This may not be popular, but I'll say it anyway. Unless you are having miss fire issues, HP plug wires will not give any better performance than stock ones except for looks. If the engine is running well, you gain 0 HP by using 8mm and up wires.

Mark
Well, a spark plug wire that has a higher resistance will decrease the strength of the spark. Higher voltage can help overcome wires with high resistance but IMO, the lower the resistance of a wire the better....and 'stock' carbon core wires always have a higher resistance than solid core wires. At least that is what I've observed over the years. Like I mentioned in a previous post, if you use solid core wires and experience radio static, use a carbon core distributor wire and change it out when it measures higher resistance than when it was new. Seems to me that solid core plug wires last for years!

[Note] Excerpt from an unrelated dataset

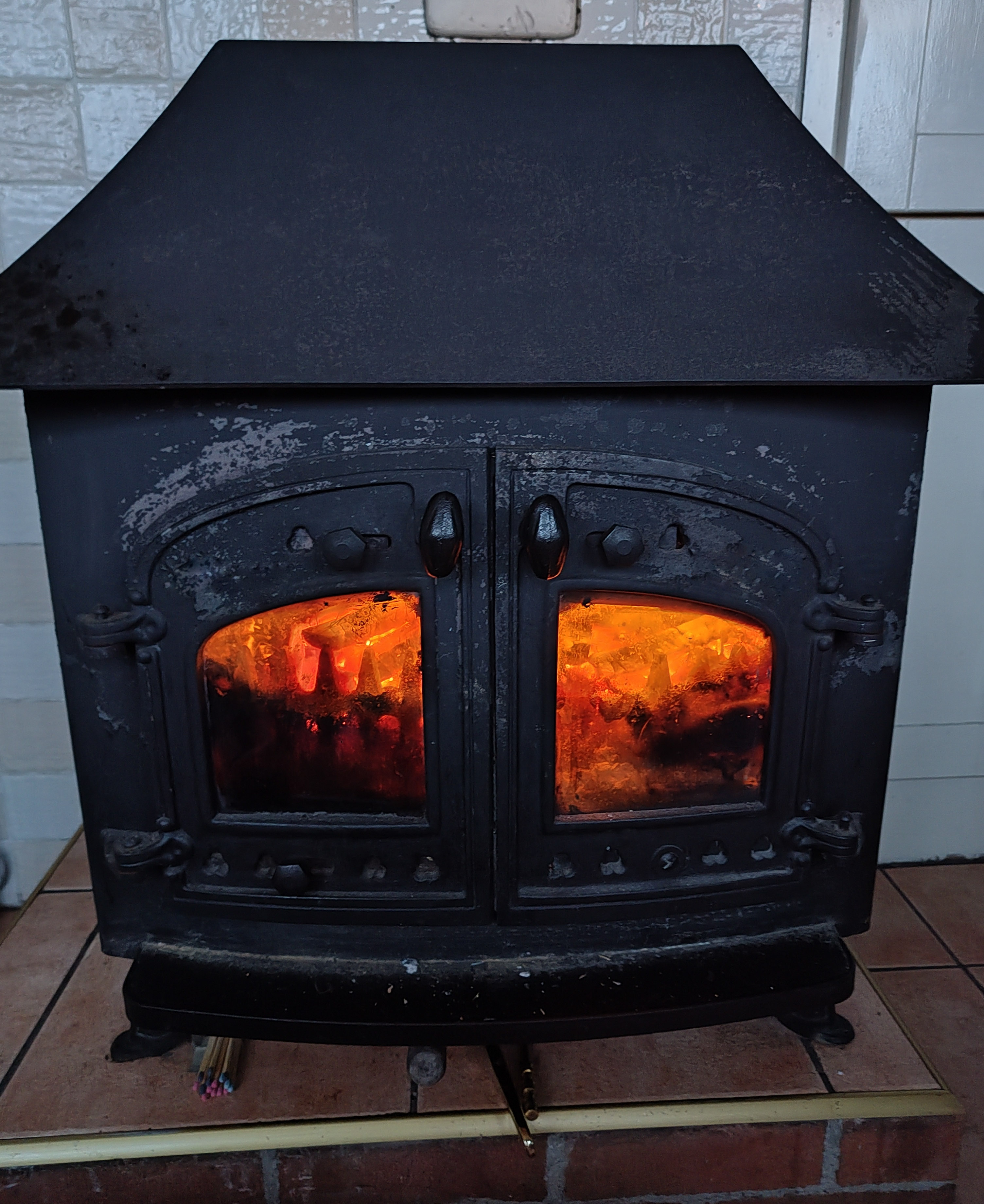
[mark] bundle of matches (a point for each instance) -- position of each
(220, 1065)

Mine did.....
 
Mine came with the engine. No sense to not use them.
 
I normally use the MSD ignition wires, but on the Charger I kept burning boots on the 2" headers so I bought the pricy Accel 9000 Ceramic boot plug wire.
For the 440, they came with a mix of boot ends, some 45-degree and I think others were angled? I don't have many miles on them, so not sure how they are over time?
They sell single wires if you're having only one or two burning.
 
Yes, higher resistance wires will decrease the strength of the spark, but without a misfire, there is no problem. If the mixture is being lit with 40,000 v, you don't gain anything with hitting it with 50,000+ v. High compression and forced induction will tend to blow a weak spark out, where better wires/more coil becomes necessary.
Cranky is correct about solid core wires lasting longer, got some probably 20yr old in the tractor and the thing runs great.

Mark
 
A lot of misinformation here....
- wire type & resistance can affect HP. Circle Track tested a variety of different plug wire types & there was about a 6-8 hp difference. The highest hp wire did NOT have the lowest resistance....
- so the wire resistance is 1000 ohms; the secondary winding is 8000 ohms; 4-8000 ohm resistor in the plug; & the combined gap of the rotor-to-terminal + plug gap is....a million ohms maybe. See why wire resistance is not a big player...
- solid wires can & do indeed break from vibration.
 
A lot of misinformation here....
- wire type & resistance can affect HP. Circle Track tested a variety of different plug wire types & there was about a 6-8 hp difference. The highest hp wire did NOT have the lowest resistance....
- so the wire resistance is 1000 ohms; the secondary winding is 8000 ohms; 4-8000 ohm resistor in the plug; & the combined gap of the rotor-to-terminal + plug gap is....a million ohms maybe. See why wire resistance is not a big player...
- solid wires can & do indeed break from vibration.
Never had a solid wire break from vibration.....but I'm sure it can happen although I think it's somewhat a rare event. Mishandling of spark plugs wires is probably a lot more common than vibration affecting them. And never ran resistor plugs either. Carbon wire and resistor plugs are for minimum interference with 'other' electronic devices, right? Don't know how that plays into the present electronic controlled vehicles but we're mostly concerned (at least I am) with 50 year old cars.